The phosphatidyl serine complex has several purposes in the simplified protocol. It is a collection of phospholipids, and as such will support the cellular membranes. In ME/CFS, the membranes suffer a lot of damage from the oxidative stress. This is particularly true of the mitochondrial membranes. Repairing them is important to restoring the function of the mitochondria.

In addition, the phosphatidyl choline in this complex can be used to supply choline for the synthesis of acetylcholine, an important neurotransmitter. Choline requires methylation for its synthesis in the body, and there is a deficit in that.

Also, choline can be converted to betaine (trimethylglycine or TMG) in the body, and betaine can be used to drive the alternate BHMT pathway from homocysteine to methionine that is in the liver and kidneys, which will help to build up SAMe, which in turn can be used to support synthesis of methylcobalamin for the methionine synthase pathway.

I do have one unsettled issue in connection with this supplement, however, and that is that phosphatidylserine tends to lower cortisol, at least at first.

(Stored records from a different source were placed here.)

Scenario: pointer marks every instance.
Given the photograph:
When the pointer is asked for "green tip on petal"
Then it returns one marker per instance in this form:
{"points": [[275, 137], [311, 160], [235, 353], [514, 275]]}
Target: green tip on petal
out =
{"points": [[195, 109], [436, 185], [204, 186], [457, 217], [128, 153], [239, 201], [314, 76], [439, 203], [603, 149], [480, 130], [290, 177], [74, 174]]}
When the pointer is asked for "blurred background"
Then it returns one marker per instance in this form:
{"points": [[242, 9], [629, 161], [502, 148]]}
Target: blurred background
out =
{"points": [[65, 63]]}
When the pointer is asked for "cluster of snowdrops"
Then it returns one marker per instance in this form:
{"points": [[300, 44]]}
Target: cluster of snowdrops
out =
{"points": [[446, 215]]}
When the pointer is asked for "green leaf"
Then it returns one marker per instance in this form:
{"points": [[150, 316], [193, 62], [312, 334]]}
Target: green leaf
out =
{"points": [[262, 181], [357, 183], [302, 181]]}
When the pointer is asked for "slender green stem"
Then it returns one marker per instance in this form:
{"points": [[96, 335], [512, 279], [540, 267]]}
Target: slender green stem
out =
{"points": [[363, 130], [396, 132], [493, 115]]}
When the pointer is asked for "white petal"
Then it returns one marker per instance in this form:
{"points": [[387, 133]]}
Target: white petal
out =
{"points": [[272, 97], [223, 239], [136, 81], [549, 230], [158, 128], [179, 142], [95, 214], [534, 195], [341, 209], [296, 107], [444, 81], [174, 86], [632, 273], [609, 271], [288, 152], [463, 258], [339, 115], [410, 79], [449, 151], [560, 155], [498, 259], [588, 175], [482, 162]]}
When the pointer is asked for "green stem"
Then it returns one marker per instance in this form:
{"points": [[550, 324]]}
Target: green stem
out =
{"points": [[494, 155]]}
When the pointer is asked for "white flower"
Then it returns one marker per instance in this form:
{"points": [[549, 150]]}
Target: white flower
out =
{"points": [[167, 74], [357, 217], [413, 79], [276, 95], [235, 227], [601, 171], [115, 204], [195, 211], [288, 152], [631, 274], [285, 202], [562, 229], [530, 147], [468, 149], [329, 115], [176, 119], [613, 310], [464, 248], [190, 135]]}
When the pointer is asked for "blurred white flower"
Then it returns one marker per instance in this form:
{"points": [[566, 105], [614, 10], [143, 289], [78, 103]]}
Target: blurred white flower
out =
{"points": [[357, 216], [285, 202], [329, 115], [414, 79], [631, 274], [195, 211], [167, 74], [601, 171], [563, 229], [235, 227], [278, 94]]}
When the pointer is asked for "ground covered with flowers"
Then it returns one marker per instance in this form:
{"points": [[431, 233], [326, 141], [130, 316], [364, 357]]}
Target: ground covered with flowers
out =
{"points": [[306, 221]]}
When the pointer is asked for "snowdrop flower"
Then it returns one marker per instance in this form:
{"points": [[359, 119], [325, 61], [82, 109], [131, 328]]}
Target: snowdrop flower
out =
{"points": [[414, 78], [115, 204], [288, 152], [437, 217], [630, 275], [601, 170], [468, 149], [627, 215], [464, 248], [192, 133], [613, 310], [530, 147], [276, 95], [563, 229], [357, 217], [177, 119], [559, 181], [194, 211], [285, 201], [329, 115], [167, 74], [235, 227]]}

As you probably know, most PWMEs/PWCs have low cortisol except at the very beginning of their illlness, when it is raised. In autism, by contrast, it appears from the published studies that cortisol is either at normal levels or is elevated. I extracted the simplified protocol from the full Yasko treatment program that is used primarily in autism. The question arises as to whether it is appropriate to be using phosphatidylserine in the treatment of ME/CFS. Some people have avoided this complex out of concern that it would further lower their cortisol. Others take it before bedtime, because cortisol is supposed to be low at night, which helps with sleeping. I don't have a good answer to the question of whether this supplement should be included for all PWMEs/PWCs. I can tell you that in our clinical study we gave it to all thirty patients, and the overall results were that over two-thirds of the patient experienced significant benefit from the protocol as a whole.

With regard to a non-soy-based substitute, Dr. Amy Yasko has suggested using Seriphos, which is phosphorylated serine. It does not have the other phospholipid ligands beside serine, so I don't know how appropriate it would be for ME/CFS. As Anne mentioned, I have suggested that if a phospholipid supplement is not included, it would probably be a good idea to include something like an omega 3-6-9 fatty acids supplement to support the rebuilding of cellular membranes, at least. The omega-3 and omega-6 fatty acids are essential nutrients, which the body cannot make itself.

I hope this is helpful.

Best regards,

Rich
 

camas

Senior Member
Messages
702
Location
Oregon
Thanks for the detailed info, Rich. It was quite helpful. :thumbsup:

Even though I've been ill for decades, I recently had a test that showed elevated levels of cortisol. (How my adrenals have hung in there this long, I don't know.) So I'll probably continue with the phosphatidyl serine complex despite my moderate allergy to soy.